Romans 8:28 has been my verse. The one I’ve clung to when I let the why?why?why? Creep into my mind.
And we know that in all things God works for the good of those who love him, who have been called according to his purpose. (Romans 8:28 NIV)
Beth Moore said this verse once in a way that stuck with me powerfully and unforgettably. God says all things. Not some things some times. But everysingle thing. It’s something I learned through illness a few years ago and something I find even more important to remember in life After Wilder. Either I trust God’s word or I don’t.
It’s a lesson that’s easier said than done. Yesterday morning when I drug my tired self out of bed an hour and a half before Wilder should have woken for the day (cue laughter as we attempt a ‘regular’ wake time.) I felt certain there was a reason and soon the thoughts of my sister preparing her daughter for her procedure for tubes made my reason for waking crystal clear. God I feel sure wanted to give me that time to pray for Sweet Miss E and peace for momma. (Wilder would be sure he just wanted an early breakfast but what does he know?)

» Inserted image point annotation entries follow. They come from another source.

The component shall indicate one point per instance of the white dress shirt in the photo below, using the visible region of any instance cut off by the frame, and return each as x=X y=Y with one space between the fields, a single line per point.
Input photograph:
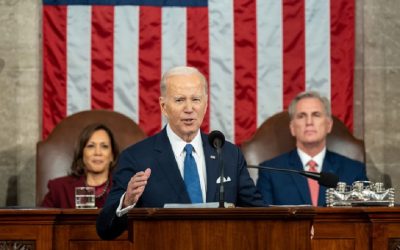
x=305 y=158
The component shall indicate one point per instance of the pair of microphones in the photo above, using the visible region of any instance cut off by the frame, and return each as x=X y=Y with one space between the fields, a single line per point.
x=217 y=140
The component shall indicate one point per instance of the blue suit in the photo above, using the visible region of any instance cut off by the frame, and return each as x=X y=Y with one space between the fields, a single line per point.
x=166 y=184
x=279 y=188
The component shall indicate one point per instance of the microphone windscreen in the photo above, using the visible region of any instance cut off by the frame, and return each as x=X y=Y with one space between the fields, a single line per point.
x=328 y=180
x=216 y=139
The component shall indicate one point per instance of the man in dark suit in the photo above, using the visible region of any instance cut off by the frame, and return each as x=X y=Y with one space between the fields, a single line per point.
x=155 y=172
x=310 y=122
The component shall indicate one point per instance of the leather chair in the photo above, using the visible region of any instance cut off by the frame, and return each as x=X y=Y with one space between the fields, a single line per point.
x=54 y=155
x=273 y=138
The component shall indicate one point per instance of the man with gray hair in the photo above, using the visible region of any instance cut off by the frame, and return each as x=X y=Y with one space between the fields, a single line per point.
x=176 y=165
x=310 y=123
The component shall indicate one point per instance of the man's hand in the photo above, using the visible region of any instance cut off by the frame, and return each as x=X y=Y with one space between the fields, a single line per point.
x=136 y=187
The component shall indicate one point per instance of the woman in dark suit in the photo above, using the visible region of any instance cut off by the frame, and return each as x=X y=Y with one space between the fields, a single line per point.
x=94 y=160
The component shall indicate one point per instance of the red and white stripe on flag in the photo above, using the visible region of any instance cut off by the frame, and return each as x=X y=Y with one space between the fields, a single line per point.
x=257 y=55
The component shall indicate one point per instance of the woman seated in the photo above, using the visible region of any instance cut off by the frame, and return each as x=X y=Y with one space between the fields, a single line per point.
x=94 y=160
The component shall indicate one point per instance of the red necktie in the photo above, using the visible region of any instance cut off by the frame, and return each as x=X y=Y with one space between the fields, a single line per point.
x=312 y=184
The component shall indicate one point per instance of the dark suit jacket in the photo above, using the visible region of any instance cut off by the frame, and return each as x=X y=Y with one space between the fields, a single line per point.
x=166 y=184
x=279 y=188
x=62 y=192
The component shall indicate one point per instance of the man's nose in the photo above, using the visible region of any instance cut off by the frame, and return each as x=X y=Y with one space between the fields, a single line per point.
x=189 y=106
x=97 y=150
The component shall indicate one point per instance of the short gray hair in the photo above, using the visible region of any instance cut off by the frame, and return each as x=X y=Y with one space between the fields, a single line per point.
x=181 y=70
x=309 y=94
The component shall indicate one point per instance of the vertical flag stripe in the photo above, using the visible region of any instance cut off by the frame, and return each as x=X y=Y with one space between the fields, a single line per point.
x=79 y=59
x=173 y=42
x=269 y=59
x=256 y=55
x=293 y=49
x=126 y=79
x=197 y=48
x=342 y=59
x=245 y=69
x=149 y=69
x=102 y=57
x=222 y=67
x=318 y=66
x=54 y=62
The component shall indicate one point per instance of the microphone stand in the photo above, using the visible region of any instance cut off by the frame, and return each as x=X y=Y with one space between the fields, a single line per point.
x=221 y=184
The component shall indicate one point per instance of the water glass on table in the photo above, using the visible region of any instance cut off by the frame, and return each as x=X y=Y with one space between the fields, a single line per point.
x=85 y=197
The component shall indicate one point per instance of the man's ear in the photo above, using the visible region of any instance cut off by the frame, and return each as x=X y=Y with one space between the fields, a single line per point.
x=330 y=125
x=291 y=127
x=162 y=103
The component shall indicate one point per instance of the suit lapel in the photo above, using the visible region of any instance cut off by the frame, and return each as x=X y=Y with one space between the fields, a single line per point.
x=212 y=169
x=167 y=161
x=328 y=166
x=300 y=181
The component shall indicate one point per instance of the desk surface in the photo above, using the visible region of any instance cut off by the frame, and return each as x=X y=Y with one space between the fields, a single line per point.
x=242 y=228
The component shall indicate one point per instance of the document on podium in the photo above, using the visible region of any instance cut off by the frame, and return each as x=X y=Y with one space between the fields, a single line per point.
x=198 y=205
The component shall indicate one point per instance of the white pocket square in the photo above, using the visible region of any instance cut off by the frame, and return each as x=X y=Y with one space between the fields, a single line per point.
x=226 y=179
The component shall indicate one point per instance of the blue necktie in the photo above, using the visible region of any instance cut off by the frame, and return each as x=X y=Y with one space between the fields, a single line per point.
x=191 y=176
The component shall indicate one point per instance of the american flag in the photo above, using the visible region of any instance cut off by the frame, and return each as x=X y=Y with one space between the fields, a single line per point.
x=256 y=54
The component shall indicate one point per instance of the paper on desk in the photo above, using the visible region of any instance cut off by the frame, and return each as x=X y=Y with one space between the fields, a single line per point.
x=197 y=205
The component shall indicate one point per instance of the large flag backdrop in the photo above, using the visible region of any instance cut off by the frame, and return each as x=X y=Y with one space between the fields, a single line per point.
x=256 y=54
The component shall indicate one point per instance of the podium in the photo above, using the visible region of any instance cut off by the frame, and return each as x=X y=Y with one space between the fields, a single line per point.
x=356 y=228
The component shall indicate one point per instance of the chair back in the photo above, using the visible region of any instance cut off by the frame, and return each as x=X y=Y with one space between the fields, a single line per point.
x=55 y=154
x=273 y=138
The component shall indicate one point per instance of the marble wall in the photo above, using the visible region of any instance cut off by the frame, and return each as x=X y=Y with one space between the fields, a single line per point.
x=19 y=99
x=377 y=93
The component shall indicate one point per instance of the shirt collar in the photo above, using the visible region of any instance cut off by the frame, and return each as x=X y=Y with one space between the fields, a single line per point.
x=178 y=144
x=305 y=158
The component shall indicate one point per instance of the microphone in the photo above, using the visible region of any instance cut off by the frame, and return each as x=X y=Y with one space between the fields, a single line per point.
x=325 y=179
x=217 y=140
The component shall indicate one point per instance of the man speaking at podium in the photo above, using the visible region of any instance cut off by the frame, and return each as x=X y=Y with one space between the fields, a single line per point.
x=177 y=165
x=310 y=123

I’ve woken before in the night and couldn’t sleep until God impressed on me someone to pray for specifically and this was one of those times. There are many things and many times I wake now and will never ever know why. I hear it’s called being a mom. And I know it’s building perseverance in a way only those who love (love love love love) sleep can appreciate. And a kind of faith that can only come from leaning on Him all the time and knowing that in all things (yes, even projectile poo and sore nipples and long nights) He is working things together. All of them. All the time.